The name of the author, Abhijit Pandya – described by Geller as “one of our British solicitors” – may be familiar. That’s because Pandya has established his own reputation for frothing-at-the-mouth Islamophobia. Back in 2011, when he stood as the UK Independence Party candidate in the Leicester South parliamentary by-election, Pandya wrote a blog post in which he described Islam as “morally flawed and degenerate” and declared his agreement with Geert Wilders’ view of the faith as a “retarded ideology”. He added: “Islamic culture inherently rejects the Western way of life, more specifically the Protestant work ethic that has successfully built the economies of the West.”

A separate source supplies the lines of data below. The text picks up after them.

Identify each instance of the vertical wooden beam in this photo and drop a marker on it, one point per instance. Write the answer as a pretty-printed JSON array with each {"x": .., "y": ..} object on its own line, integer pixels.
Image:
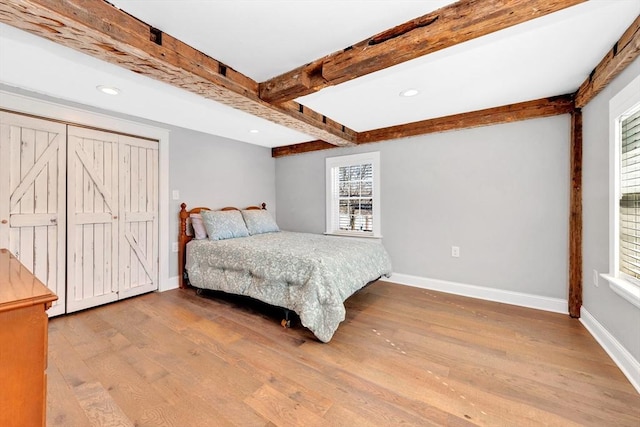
[{"x": 575, "y": 216}]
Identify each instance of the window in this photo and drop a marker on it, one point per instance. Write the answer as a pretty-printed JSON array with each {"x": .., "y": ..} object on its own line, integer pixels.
[
  {"x": 353, "y": 195},
  {"x": 624, "y": 233},
  {"x": 629, "y": 207}
]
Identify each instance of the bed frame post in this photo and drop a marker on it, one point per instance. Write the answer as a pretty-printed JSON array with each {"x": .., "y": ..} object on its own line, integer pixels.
[{"x": 182, "y": 244}]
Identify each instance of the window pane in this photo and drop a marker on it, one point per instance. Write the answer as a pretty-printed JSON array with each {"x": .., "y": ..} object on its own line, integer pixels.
[
  {"x": 344, "y": 189},
  {"x": 367, "y": 189},
  {"x": 629, "y": 219}
]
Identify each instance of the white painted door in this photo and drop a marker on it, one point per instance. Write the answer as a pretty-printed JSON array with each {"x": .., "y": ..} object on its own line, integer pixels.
[
  {"x": 93, "y": 218},
  {"x": 138, "y": 216},
  {"x": 32, "y": 198},
  {"x": 112, "y": 231}
]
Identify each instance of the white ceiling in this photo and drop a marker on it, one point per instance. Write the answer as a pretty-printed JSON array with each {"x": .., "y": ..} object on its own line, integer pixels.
[{"x": 545, "y": 57}]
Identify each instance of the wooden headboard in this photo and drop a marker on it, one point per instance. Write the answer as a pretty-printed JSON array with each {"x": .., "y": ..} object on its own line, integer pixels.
[{"x": 183, "y": 238}]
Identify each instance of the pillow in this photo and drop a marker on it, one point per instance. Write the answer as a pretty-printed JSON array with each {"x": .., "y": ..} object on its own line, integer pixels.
[
  {"x": 199, "y": 231},
  {"x": 222, "y": 225},
  {"x": 259, "y": 221}
]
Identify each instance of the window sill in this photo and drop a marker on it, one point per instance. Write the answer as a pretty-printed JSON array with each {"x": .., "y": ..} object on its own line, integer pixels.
[
  {"x": 357, "y": 236},
  {"x": 624, "y": 288}
]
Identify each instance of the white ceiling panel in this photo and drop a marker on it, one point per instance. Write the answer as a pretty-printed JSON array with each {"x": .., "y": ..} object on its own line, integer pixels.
[{"x": 545, "y": 57}]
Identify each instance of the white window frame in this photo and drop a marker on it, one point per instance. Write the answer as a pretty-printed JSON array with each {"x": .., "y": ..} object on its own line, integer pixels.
[
  {"x": 626, "y": 101},
  {"x": 332, "y": 205}
]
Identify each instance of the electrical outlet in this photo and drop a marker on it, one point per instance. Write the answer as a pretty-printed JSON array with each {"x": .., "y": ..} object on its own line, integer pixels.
[{"x": 455, "y": 251}]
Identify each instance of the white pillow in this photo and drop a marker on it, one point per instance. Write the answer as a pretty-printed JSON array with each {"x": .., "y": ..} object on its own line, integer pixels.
[
  {"x": 199, "y": 231},
  {"x": 222, "y": 225},
  {"x": 259, "y": 221}
]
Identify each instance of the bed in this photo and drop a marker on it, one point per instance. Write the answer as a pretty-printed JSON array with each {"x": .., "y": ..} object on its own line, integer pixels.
[{"x": 309, "y": 274}]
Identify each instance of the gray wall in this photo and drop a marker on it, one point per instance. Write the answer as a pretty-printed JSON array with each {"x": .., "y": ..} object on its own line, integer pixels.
[
  {"x": 500, "y": 193},
  {"x": 618, "y": 316},
  {"x": 217, "y": 172},
  {"x": 207, "y": 170}
]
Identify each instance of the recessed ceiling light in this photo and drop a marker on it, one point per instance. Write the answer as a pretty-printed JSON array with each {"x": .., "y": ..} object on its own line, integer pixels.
[
  {"x": 409, "y": 93},
  {"x": 109, "y": 90}
]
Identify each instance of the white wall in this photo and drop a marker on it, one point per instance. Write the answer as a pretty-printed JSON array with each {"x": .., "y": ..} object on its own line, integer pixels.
[
  {"x": 616, "y": 315},
  {"x": 206, "y": 170},
  {"x": 500, "y": 193}
]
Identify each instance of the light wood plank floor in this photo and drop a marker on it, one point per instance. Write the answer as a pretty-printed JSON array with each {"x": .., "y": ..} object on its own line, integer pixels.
[{"x": 404, "y": 356}]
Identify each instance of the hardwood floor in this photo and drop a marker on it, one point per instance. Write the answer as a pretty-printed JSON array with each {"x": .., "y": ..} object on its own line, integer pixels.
[{"x": 403, "y": 356}]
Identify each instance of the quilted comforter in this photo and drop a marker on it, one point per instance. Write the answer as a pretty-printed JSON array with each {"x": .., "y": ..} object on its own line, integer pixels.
[{"x": 308, "y": 273}]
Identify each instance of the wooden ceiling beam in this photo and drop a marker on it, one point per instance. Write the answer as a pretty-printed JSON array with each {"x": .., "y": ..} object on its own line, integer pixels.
[
  {"x": 623, "y": 52},
  {"x": 450, "y": 25},
  {"x": 544, "y": 107},
  {"x": 509, "y": 113},
  {"x": 100, "y": 30}
]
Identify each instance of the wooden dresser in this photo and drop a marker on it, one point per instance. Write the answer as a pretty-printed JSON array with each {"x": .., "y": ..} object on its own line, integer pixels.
[{"x": 23, "y": 344}]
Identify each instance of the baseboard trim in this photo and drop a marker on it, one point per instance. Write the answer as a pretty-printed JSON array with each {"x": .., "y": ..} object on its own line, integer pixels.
[
  {"x": 556, "y": 305},
  {"x": 171, "y": 283},
  {"x": 629, "y": 366}
]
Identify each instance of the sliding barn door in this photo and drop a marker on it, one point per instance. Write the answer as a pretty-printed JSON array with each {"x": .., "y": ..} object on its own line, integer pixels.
[
  {"x": 93, "y": 218},
  {"x": 112, "y": 229},
  {"x": 32, "y": 198},
  {"x": 139, "y": 216}
]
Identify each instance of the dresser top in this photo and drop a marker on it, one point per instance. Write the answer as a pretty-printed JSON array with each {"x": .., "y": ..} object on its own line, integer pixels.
[{"x": 18, "y": 287}]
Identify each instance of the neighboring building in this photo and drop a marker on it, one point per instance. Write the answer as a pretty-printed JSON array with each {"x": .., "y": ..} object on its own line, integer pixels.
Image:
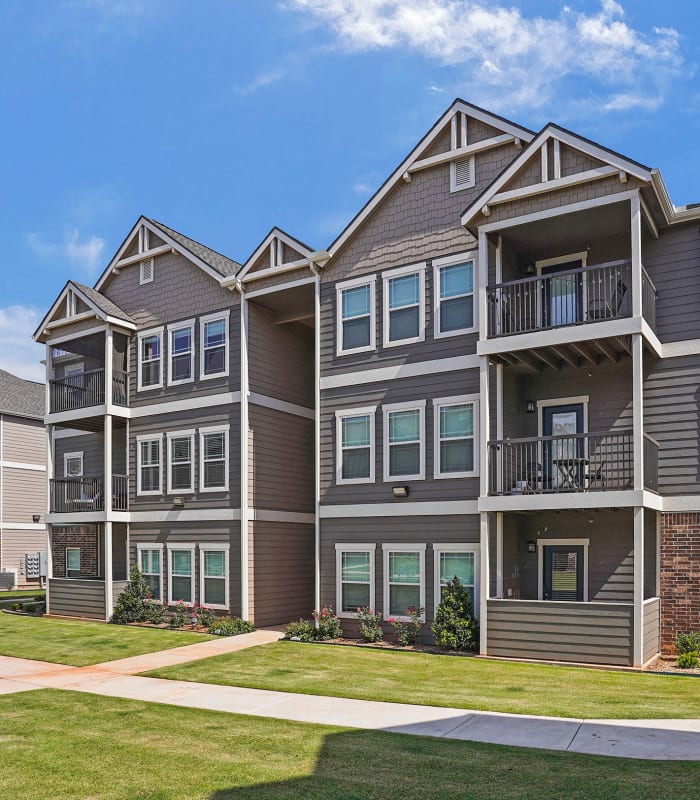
[
  {"x": 22, "y": 479},
  {"x": 498, "y": 360}
]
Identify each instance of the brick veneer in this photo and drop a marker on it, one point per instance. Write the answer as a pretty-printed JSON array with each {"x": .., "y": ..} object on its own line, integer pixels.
[{"x": 679, "y": 568}]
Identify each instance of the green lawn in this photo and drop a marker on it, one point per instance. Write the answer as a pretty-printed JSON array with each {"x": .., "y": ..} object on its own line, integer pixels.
[
  {"x": 405, "y": 677},
  {"x": 72, "y": 746},
  {"x": 78, "y": 643}
]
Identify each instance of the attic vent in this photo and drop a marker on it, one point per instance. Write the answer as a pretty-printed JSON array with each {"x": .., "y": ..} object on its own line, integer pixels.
[
  {"x": 462, "y": 174},
  {"x": 146, "y": 270}
]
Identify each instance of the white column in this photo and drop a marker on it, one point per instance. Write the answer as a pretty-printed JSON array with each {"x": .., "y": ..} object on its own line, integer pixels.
[{"x": 638, "y": 615}]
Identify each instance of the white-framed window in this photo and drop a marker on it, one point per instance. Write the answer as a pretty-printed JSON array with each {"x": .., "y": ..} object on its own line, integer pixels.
[
  {"x": 354, "y": 578},
  {"x": 213, "y": 575},
  {"x": 455, "y": 295},
  {"x": 213, "y": 345},
  {"x": 213, "y": 459},
  {"x": 404, "y": 305},
  {"x": 150, "y": 359},
  {"x": 404, "y": 579},
  {"x": 404, "y": 441},
  {"x": 181, "y": 573},
  {"x": 148, "y": 473},
  {"x": 456, "y": 436},
  {"x": 72, "y": 562},
  {"x": 150, "y": 562},
  {"x": 180, "y": 461},
  {"x": 181, "y": 353},
  {"x": 355, "y": 317},
  {"x": 355, "y": 445},
  {"x": 461, "y": 560}
]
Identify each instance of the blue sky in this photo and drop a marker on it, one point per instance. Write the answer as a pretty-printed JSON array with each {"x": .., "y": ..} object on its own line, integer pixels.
[{"x": 224, "y": 118}]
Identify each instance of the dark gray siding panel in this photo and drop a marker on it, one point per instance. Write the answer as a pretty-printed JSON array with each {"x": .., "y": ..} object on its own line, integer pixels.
[{"x": 594, "y": 633}]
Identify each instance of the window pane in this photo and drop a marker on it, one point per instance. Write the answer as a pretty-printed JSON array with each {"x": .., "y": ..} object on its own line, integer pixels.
[
  {"x": 356, "y": 302},
  {"x": 355, "y": 567},
  {"x": 404, "y": 291},
  {"x": 404, "y": 567},
  {"x": 459, "y": 564},
  {"x": 356, "y": 431},
  {"x": 456, "y": 279}
]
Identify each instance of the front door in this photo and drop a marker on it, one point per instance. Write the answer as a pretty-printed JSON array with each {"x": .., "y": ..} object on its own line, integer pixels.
[{"x": 563, "y": 573}]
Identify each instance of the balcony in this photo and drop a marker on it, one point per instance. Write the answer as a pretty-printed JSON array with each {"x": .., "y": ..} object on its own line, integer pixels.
[{"x": 86, "y": 494}]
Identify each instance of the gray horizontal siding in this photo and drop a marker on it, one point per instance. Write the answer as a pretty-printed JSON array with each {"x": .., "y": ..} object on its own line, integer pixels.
[
  {"x": 582, "y": 632},
  {"x": 77, "y": 598}
]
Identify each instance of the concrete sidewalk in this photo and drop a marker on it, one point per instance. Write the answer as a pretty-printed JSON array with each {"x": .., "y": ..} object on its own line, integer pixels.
[{"x": 645, "y": 739}]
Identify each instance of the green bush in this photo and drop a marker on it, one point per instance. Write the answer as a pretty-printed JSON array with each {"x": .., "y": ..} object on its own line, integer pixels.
[
  {"x": 370, "y": 625},
  {"x": 229, "y": 626},
  {"x": 130, "y": 603},
  {"x": 455, "y": 626},
  {"x": 687, "y": 643},
  {"x": 688, "y": 660}
]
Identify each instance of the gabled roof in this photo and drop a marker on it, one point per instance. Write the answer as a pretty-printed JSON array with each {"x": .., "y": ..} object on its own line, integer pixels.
[
  {"x": 552, "y": 131},
  {"x": 494, "y": 120},
  {"x": 20, "y": 397}
]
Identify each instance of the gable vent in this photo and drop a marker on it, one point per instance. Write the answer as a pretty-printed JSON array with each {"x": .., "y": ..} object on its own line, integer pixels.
[
  {"x": 147, "y": 270},
  {"x": 462, "y": 173}
]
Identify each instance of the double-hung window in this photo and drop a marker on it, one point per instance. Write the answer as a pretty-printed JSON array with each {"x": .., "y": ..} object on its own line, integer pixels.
[
  {"x": 150, "y": 359},
  {"x": 404, "y": 305},
  {"x": 355, "y": 445},
  {"x": 180, "y": 461},
  {"x": 181, "y": 574},
  {"x": 213, "y": 459},
  {"x": 404, "y": 579},
  {"x": 213, "y": 579},
  {"x": 355, "y": 317},
  {"x": 149, "y": 479},
  {"x": 213, "y": 336},
  {"x": 180, "y": 353},
  {"x": 354, "y": 565},
  {"x": 151, "y": 568},
  {"x": 460, "y": 561},
  {"x": 455, "y": 299},
  {"x": 456, "y": 438},
  {"x": 404, "y": 441}
]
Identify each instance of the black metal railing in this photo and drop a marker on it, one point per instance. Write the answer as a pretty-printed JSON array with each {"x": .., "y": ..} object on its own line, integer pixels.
[
  {"x": 80, "y": 495},
  {"x": 562, "y": 299},
  {"x": 583, "y": 462}
]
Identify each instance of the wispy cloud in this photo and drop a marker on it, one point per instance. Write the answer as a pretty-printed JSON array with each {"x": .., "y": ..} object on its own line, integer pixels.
[
  {"x": 83, "y": 255},
  {"x": 19, "y": 354},
  {"x": 510, "y": 59}
]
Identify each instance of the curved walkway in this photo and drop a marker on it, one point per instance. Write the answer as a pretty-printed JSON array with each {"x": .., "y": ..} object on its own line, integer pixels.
[{"x": 645, "y": 739}]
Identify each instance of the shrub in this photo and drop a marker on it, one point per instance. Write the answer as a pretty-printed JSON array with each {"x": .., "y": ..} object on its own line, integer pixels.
[
  {"x": 302, "y": 629},
  {"x": 327, "y": 624},
  {"x": 130, "y": 603},
  {"x": 688, "y": 660},
  {"x": 687, "y": 643},
  {"x": 406, "y": 631},
  {"x": 229, "y": 626},
  {"x": 370, "y": 625},
  {"x": 455, "y": 626}
]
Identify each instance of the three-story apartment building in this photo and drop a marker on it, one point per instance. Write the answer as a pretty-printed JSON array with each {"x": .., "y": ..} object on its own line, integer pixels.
[{"x": 491, "y": 373}]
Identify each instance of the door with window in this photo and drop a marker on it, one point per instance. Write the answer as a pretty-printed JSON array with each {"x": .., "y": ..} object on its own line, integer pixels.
[{"x": 562, "y": 577}]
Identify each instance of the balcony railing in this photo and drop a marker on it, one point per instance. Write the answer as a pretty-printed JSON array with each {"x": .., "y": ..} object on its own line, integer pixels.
[
  {"x": 80, "y": 495},
  {"x": 563, "y": 299},
  {"x": 583, "y": 462},
  {"x": 87, "y": 389}
]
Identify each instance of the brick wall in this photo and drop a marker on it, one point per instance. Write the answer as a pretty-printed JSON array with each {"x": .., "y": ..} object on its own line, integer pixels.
[
  {"x": 82, "y": 537},
  {"x": 680, "y": 576}
]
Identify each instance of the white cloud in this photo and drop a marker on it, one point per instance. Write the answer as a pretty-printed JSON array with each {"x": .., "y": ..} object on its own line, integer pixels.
[
  {"x": 19, "y": 354},
  {"x": 508, "y": 58},
  {"x": 82, "y": 255}
]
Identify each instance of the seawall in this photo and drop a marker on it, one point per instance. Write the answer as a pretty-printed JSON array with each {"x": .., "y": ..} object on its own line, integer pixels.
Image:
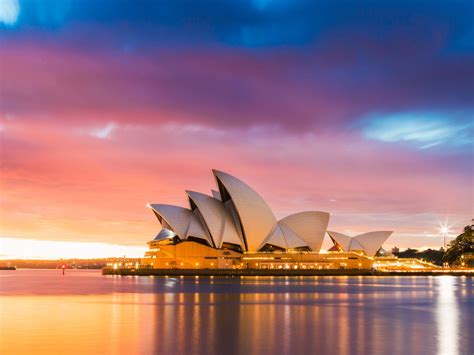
[{"x": 279, "y": 272}]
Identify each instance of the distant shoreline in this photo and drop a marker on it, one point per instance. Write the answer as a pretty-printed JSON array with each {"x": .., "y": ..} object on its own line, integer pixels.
[{"x": 279, "y": 272}]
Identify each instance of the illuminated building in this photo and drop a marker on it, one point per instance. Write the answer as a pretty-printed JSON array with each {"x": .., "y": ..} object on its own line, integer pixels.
[{"x": 235, "y": 228}]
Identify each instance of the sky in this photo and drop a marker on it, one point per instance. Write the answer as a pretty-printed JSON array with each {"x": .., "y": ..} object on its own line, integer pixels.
[{"x": 364, "y": 109}]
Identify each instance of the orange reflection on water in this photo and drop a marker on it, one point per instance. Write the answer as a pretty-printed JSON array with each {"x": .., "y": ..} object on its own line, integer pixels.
[{"x": 223, "y": 315}]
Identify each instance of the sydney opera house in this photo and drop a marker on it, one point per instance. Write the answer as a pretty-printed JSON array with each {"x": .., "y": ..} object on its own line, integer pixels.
[{"x": 234, "y": 227}]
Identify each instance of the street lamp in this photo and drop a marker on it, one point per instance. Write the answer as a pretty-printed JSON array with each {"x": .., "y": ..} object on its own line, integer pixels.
[{"x": 444, "y": 230}]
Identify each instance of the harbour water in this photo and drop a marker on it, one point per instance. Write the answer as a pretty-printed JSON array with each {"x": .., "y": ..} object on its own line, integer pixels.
[{"x": 84, "y": 312}]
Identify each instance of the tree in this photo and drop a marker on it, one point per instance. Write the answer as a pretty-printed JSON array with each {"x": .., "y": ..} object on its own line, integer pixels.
[{"x": 464, "y": 243}]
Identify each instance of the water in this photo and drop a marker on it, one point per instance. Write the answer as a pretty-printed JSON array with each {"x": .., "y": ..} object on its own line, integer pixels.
[{"x": 83, "y": 312}]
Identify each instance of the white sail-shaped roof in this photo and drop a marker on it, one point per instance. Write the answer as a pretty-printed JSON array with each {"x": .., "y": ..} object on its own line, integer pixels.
[
  {"x": 370, "y": 242},
  {"x": 305, "y": 229},
  {"x": 284, "y": 237},
  {"x": 181, "y": 220},
  {"x": 342, "y": 240},
  {"x": 216, "y": 194},
  {"x": 255, "y": 217},
  {"x": 216, "y": 219}
]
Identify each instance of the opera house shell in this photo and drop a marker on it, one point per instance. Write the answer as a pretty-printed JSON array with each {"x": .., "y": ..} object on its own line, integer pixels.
[
  {"x": 237, "y": 216},
  {"x": 234, "y": 222}
]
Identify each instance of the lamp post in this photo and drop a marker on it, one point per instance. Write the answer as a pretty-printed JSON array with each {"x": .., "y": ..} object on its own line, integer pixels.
[{"x": 444, "y": 231}]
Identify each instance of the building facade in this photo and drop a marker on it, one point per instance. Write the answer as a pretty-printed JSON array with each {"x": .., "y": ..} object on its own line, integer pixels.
[{"x": 233, "y": 227}]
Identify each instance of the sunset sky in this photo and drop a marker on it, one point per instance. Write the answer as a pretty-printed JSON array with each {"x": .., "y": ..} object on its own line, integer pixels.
[{"x": 364, "y": 109}]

The local paper, the Leicester Mercury, published an editorial condemning Pandya’s blog post as “a wildly inflammatory rant which boiled down to a crass and nasty characterisation of Muslims as lazy, intolerant spongers who are a threat to the British way of life. It was not part of a reasoned debate about multiculturalism, but a series of sweeping, unsubstantiated generalisations which demonise the Muslim community.”
So, clearly, Pandya was an entirely appropriate individual to act as Geller and Spencer’s legal representative in the UK.